Der Kreisausschuss des Unterallgäuer Kreistags hat noch keine Entscheidung über seine Haltung zum Verkauf eines Grundstücks am Gewerbepark am Allgäu Airport getroffen. Dort soll ein Verteilzentrum für den Online-Versandhändler Amazon entstehen.

Amazon Paket
Symbol-Bild von josemiguels auf Pixabay

„Wir haben erst relativ kurzfristig von den Plänen erfahren und haben uns heute umfangreich informieren lassen“, so der Unterallgäuer Landrat Alex Eder. Die Entscheidung wurde vertagt.

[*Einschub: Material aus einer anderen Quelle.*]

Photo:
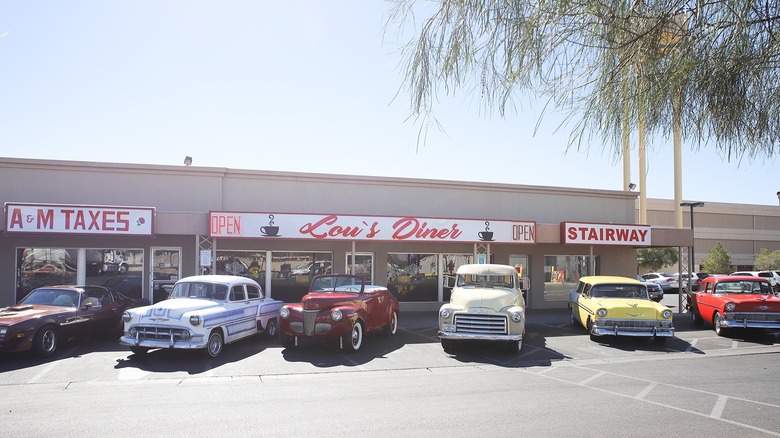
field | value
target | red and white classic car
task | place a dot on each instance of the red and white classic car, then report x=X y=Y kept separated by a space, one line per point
x=341 y=307
x=733 y=301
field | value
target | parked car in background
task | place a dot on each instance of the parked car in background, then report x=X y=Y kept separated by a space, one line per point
x=49 y=316
x=739 y=301
x=486 y=305
x=339 y=307
x=203 y=312
x=772 y=276
x=695 y=279
x=668 y=282
x=618 y=306
x=654 y=290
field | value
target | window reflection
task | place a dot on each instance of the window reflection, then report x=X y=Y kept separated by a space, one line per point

Am Allgäu Airport in Memmingerberg gibt es mehrere Gewerbegrundstücke. Um diese zu vermarkten, wurde Ende 2017 eine Grundbesitzgesellschaft gegründet, die „Gewerbepark am Allgäu Airport GmbH & Co. KG“. Der Landkreis Unterallgäu ist wie die Unterallgäuer Landkreis-Wohnungsbau mit knapp sieben Prozent an dieser Gesellschaft beteiligt. Weitere Gesellschafter sind neben dem Allgäu Airport die anderen Allgäuer Landkreise und kreisfreien Städte, aber auch mehrere Sparkassen.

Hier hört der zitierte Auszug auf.